Of course, Crazy Rich Asians doesn’t claim to represent every Asian culture. Instead, Wu points out that simply presenting a slice of today’s Asia helps raise awareness over how Asians should be portrayed, which in turn helps to underline why whitewashing is such an issue.

“For the most part, a lot of this whitewashing is done under the premise of good intentions — nobody’s trying to be a jerk — but I think when something is unintentional, it’s because you are not aware, and I think just having more narrative certitude of Asian stories makes other people more aware,” she explains. “It doesn’t mean they have to make their cast all-Asian, but I think awareness of the world in which you live helps elevate any type of art. It helps you as a person.”


It has certainly helped her understand her own identity, she says. When Wu first met with director Jon M. Chu about starring in the film, the conversation revolved less around the story, and more about their personal connections to the material. “We were just talking about the world of the story and how it related to both himself and myself as Asians who grew up in America,” she recalls. “[The story] obviously touches on a lot of things that Jon and I have gone through in our very different types of careers, so we talked about that and how we related to it. We found that common thread.”

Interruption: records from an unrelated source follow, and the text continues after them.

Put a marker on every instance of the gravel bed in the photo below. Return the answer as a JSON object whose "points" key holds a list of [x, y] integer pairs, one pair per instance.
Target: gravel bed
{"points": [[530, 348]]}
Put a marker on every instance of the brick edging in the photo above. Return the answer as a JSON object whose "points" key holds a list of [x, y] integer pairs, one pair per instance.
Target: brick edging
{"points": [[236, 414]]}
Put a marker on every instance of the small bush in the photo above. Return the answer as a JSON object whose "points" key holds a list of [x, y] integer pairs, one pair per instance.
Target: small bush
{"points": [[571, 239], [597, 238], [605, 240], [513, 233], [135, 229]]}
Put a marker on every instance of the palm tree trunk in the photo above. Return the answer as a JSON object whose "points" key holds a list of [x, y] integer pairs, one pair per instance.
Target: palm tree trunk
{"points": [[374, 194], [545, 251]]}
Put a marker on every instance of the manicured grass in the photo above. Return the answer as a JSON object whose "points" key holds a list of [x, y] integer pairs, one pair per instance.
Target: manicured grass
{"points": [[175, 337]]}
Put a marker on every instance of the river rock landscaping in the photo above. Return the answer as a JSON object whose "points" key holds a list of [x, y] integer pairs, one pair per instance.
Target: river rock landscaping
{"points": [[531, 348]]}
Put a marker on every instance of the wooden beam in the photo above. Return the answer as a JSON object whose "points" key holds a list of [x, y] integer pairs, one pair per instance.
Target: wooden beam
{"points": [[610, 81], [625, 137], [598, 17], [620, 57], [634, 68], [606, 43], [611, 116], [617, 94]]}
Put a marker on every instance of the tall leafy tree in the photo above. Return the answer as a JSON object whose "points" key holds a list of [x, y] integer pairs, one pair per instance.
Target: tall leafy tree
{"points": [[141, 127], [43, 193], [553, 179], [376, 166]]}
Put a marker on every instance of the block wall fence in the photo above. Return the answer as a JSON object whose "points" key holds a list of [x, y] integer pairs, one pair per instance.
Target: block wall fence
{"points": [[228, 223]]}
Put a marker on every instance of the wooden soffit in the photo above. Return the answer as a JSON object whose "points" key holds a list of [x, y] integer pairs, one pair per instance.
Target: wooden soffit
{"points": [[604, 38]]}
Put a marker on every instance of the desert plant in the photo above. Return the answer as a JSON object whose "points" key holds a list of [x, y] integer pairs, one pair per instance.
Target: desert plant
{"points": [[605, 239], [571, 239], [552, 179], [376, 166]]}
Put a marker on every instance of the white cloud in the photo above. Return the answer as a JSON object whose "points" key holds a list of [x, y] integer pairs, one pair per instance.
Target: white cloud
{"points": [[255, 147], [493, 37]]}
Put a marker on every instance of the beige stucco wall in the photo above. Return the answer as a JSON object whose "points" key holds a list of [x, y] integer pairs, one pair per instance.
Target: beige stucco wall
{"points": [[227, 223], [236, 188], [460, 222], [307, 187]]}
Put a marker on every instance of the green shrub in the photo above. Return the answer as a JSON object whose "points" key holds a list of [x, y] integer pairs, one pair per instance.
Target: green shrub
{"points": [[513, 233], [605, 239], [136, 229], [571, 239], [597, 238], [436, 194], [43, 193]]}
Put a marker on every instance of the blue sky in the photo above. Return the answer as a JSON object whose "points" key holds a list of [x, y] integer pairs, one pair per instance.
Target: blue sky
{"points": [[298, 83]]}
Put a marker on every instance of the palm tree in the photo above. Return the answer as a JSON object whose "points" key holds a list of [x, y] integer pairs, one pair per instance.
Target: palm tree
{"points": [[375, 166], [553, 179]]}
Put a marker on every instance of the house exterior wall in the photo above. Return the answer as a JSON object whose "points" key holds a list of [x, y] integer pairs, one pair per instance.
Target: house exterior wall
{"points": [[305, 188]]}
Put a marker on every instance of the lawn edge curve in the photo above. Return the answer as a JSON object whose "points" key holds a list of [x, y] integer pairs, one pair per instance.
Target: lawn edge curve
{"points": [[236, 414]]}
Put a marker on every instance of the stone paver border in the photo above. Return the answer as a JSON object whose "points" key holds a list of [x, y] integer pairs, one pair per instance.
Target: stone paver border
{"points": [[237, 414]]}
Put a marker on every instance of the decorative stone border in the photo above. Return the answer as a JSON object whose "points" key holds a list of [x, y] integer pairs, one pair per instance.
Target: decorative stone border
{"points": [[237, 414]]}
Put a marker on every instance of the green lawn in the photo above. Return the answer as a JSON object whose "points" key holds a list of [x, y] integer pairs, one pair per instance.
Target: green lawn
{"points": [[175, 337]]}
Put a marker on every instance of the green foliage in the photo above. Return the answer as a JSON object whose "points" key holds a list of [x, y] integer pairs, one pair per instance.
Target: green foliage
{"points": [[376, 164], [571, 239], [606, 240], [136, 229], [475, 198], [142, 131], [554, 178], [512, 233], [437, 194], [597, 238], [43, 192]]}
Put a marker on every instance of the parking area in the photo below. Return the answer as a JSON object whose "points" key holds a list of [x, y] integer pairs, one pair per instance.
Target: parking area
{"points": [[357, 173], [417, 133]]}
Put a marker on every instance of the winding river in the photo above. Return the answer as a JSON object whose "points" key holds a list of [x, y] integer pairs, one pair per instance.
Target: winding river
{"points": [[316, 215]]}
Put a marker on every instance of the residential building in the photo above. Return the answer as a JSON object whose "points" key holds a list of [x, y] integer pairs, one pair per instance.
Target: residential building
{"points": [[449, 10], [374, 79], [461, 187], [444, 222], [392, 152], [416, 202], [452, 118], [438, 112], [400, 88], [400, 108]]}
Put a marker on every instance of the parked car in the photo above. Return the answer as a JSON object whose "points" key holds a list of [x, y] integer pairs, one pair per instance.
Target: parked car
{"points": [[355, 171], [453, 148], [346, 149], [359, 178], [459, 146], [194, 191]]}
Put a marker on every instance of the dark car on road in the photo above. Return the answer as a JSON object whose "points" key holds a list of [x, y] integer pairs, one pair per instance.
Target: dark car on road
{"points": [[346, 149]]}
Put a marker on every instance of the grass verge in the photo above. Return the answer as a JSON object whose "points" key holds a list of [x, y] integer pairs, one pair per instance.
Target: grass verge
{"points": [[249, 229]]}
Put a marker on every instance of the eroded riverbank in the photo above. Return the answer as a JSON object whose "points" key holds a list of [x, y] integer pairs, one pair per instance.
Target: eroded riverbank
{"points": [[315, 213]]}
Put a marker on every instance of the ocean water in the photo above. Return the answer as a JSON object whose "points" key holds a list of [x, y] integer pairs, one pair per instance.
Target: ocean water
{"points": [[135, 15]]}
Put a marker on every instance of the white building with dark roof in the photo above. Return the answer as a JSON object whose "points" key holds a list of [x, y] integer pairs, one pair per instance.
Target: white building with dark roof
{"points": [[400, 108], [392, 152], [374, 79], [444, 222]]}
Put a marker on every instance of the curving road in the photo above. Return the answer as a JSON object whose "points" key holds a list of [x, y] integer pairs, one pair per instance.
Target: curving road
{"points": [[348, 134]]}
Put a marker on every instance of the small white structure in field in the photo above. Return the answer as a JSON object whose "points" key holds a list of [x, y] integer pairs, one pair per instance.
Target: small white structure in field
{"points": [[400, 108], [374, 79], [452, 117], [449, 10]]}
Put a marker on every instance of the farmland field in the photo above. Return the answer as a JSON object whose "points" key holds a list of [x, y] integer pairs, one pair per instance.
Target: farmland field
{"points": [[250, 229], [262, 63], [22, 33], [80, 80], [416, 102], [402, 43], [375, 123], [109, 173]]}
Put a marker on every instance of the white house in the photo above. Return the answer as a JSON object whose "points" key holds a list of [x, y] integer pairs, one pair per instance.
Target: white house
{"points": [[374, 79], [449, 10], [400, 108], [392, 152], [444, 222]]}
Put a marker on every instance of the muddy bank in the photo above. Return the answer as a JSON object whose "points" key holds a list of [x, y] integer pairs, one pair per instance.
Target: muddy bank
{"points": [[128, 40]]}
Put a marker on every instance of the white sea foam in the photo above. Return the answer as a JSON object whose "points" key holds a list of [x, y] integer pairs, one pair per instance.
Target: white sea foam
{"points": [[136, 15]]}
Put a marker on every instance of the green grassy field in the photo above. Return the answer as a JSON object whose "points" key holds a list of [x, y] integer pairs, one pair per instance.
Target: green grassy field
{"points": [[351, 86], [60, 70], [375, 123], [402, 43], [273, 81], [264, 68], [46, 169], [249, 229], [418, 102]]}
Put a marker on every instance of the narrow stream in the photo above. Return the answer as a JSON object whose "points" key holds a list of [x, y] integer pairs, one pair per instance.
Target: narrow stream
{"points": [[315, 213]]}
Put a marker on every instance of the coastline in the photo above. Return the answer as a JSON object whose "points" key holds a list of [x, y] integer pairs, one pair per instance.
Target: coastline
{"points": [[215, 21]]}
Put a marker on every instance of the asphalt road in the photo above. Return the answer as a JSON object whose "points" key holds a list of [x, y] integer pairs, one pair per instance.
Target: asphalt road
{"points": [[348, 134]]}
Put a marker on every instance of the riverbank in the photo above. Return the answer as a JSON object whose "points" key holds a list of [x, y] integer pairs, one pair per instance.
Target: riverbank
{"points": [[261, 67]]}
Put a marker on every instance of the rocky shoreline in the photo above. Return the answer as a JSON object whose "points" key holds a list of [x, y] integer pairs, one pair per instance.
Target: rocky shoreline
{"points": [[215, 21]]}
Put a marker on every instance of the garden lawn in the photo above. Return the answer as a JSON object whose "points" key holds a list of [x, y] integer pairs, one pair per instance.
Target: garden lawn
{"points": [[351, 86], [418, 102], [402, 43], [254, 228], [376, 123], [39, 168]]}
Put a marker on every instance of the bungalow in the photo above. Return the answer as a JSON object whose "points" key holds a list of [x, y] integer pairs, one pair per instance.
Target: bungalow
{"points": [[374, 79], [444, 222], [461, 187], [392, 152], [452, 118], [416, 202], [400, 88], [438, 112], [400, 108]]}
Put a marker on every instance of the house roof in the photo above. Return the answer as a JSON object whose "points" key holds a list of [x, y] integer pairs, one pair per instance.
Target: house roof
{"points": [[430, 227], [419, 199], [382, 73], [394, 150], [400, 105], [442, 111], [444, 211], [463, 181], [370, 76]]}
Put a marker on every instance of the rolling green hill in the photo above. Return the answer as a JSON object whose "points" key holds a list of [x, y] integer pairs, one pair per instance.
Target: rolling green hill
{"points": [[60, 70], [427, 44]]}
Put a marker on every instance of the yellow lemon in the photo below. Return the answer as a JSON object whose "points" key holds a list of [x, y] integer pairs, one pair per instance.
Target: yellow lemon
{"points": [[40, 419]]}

Chu, after all, was looking for an actress who could epitomize Rachel’s journey of reverse culture shock — and the fact that Wu, like Rachel, had never been to Singapore or Malaysia before, only bolstered her performance. “It was like, ‘This is going to be a great journey for her, and we’re going to capture that on film, we’re going to see her uncomfortable, and we’re going to see her find herself,'” he explains. “She embodies Rachel because she has that bite to her. Constance, you can’t push her around, but when you surround in Singapore with all these people, you start to worry for her.”
 
hopefully this movie will be successful and lead to more projects for the featured actors.